[BioC] convert IDs in a data frame?

Marc Carlson mcarlson at fhcrc.org
Sat Jul 27 04:38:55 CEST 2013


On 07/26/2013 04:25 PM, Hervé Pagès wrote:
> Putting this back on the list.
>
> On 07/26/2013 01:59 PM, Marc Carlson wrote:
>> On 07/26/2013 01:46 PM, Hervé Pagès wrote:
>>> Hi Marc,
>>>
>>> On 07/26/2013 12:57 PM, Marc Carlson wrote:
>>> ...
>>>> Hello everyone,
>>>>
>>>> Sorry that I saw this thread so late.  Basically, select() does 
>>>> *try* to
>>>> keep your initial keys and map them each to an equivalent number of
>>>> unique values.  We did actually anticipate that people would *want* to
>>>> cbind() their results.
>>>>
>>>> But as you discovered there are many circumstances where the data make
>>>> this kind of behavior impossible.
>>>>
>>>> So passing in NAs as keys for example can't ever find anything
>>>> meaningful.  Those will simply have to be removed before we can
>>>> proceed.  And, it is also impossible to maintain a 1:1 mapping if you
>>>> retrieve fields that have many to one relationships with your initial
>>>> keys (also seen here).
>>>>
>>>> For convenience, when this kind of 1:1 output is already impossible 
>>>> (as
>>>> it is for most of your examples), select will also try to simplify the
>>>> output by removing rows that are identical all the way across etc..
>>>>
>>>> My aim was that select should try to do the most reasonable thing
>>>> possible based on the data we have in each case.  The rationale is 
>>>> that
>>>> in the case where there are 1:many mappings, you should not be 
>>>> planning
>>>> to bind those directly onto any other data.frames anyways (as this
>>>> circumstance would require you to call merge() instead).
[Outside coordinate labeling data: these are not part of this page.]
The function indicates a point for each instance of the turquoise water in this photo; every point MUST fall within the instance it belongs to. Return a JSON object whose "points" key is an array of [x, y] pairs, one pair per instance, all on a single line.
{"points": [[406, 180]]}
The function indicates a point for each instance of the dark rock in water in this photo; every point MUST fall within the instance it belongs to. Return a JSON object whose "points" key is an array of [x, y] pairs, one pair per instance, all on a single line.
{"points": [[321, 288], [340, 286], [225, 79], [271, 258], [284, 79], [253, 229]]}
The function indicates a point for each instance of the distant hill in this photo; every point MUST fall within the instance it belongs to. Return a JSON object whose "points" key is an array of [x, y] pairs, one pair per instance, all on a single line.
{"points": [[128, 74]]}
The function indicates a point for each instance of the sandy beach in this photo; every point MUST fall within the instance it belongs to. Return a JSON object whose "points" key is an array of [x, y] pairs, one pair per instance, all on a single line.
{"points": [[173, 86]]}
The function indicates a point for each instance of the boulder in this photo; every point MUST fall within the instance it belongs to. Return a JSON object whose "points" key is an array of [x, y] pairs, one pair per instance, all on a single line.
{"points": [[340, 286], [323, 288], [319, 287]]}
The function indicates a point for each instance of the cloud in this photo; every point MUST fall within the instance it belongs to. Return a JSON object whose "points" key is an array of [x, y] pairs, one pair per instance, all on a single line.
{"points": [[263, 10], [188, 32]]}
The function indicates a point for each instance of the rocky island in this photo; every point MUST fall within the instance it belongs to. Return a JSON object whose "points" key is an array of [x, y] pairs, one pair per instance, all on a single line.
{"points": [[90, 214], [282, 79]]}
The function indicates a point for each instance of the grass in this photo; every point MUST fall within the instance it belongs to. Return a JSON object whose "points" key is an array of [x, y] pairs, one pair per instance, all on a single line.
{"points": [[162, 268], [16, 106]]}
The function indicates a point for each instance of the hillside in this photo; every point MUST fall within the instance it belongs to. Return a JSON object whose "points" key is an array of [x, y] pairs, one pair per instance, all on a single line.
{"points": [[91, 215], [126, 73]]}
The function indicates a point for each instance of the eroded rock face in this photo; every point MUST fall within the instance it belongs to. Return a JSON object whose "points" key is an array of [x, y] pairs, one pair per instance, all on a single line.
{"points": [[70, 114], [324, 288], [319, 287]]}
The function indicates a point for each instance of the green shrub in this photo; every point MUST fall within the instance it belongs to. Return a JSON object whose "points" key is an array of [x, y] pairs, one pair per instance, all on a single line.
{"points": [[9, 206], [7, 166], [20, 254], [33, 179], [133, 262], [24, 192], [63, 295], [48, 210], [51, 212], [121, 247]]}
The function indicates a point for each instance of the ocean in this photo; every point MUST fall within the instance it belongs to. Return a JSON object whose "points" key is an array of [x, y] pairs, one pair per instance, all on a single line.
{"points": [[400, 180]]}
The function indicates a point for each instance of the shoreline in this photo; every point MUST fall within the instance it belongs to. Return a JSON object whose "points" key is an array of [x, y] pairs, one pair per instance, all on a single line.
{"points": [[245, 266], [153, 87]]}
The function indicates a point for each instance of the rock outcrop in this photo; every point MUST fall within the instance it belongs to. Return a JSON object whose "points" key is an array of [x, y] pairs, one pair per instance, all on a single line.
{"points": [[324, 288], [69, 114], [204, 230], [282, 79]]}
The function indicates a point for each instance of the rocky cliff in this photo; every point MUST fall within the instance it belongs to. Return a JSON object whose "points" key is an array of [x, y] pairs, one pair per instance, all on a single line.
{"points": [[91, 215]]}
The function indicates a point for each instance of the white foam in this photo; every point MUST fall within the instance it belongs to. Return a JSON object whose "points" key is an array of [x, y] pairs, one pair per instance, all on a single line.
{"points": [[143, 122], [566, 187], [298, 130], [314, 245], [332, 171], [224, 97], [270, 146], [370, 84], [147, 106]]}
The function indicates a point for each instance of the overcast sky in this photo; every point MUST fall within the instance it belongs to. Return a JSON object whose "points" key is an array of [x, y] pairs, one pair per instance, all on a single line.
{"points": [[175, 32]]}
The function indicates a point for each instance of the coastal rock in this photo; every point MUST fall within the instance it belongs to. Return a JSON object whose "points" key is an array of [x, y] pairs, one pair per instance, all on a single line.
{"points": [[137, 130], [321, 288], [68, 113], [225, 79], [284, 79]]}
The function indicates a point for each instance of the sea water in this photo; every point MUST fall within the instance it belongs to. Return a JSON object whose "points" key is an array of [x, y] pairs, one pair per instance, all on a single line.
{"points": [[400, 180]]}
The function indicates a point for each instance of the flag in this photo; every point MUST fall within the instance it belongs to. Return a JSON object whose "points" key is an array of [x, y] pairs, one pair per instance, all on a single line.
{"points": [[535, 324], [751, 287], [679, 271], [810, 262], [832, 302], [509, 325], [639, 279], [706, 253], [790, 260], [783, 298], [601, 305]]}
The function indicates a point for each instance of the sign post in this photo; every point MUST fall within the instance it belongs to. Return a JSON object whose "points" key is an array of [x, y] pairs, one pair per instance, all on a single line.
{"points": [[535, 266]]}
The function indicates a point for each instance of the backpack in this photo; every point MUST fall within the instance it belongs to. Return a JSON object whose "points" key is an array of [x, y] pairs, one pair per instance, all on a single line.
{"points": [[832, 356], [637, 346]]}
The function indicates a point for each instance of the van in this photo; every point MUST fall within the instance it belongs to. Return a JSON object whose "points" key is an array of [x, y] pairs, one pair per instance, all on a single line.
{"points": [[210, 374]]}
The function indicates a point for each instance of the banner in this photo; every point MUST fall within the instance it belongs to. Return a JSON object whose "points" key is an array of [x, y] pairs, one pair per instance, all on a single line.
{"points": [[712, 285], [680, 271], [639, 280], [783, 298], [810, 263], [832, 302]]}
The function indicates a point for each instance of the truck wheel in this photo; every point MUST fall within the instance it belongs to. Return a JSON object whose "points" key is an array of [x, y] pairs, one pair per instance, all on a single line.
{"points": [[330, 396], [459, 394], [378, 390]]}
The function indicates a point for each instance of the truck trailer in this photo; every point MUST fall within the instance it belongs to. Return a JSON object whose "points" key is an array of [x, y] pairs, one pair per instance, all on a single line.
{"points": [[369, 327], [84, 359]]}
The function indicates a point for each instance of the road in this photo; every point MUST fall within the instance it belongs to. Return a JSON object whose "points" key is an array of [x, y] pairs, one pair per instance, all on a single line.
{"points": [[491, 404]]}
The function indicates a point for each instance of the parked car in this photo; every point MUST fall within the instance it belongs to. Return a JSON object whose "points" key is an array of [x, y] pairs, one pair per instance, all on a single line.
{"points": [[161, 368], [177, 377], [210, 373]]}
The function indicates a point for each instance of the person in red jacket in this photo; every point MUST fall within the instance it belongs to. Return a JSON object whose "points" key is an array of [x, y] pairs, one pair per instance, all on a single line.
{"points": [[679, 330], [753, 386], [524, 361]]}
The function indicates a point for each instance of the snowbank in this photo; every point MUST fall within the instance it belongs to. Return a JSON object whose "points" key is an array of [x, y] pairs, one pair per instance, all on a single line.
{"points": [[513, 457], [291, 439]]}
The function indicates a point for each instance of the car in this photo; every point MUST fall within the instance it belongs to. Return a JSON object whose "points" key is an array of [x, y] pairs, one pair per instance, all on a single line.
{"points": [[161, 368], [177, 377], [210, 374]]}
So in that
>>>> case, non-destructive simplification seems beneficial.
>>>
>>> Other tools in our infrastructure use an extra argument to pick-up 1
>>> thing in case of multiple mapping e.g. findOverlaps() has the 'select'
>>> argument with possible values "all", "first", "last", and "arbitrary".
>>> Also nearest() and family have this argument and it accepts similar
>>> values.
>>>
>>> Couldn't select() use a similar approach? The default should be "all"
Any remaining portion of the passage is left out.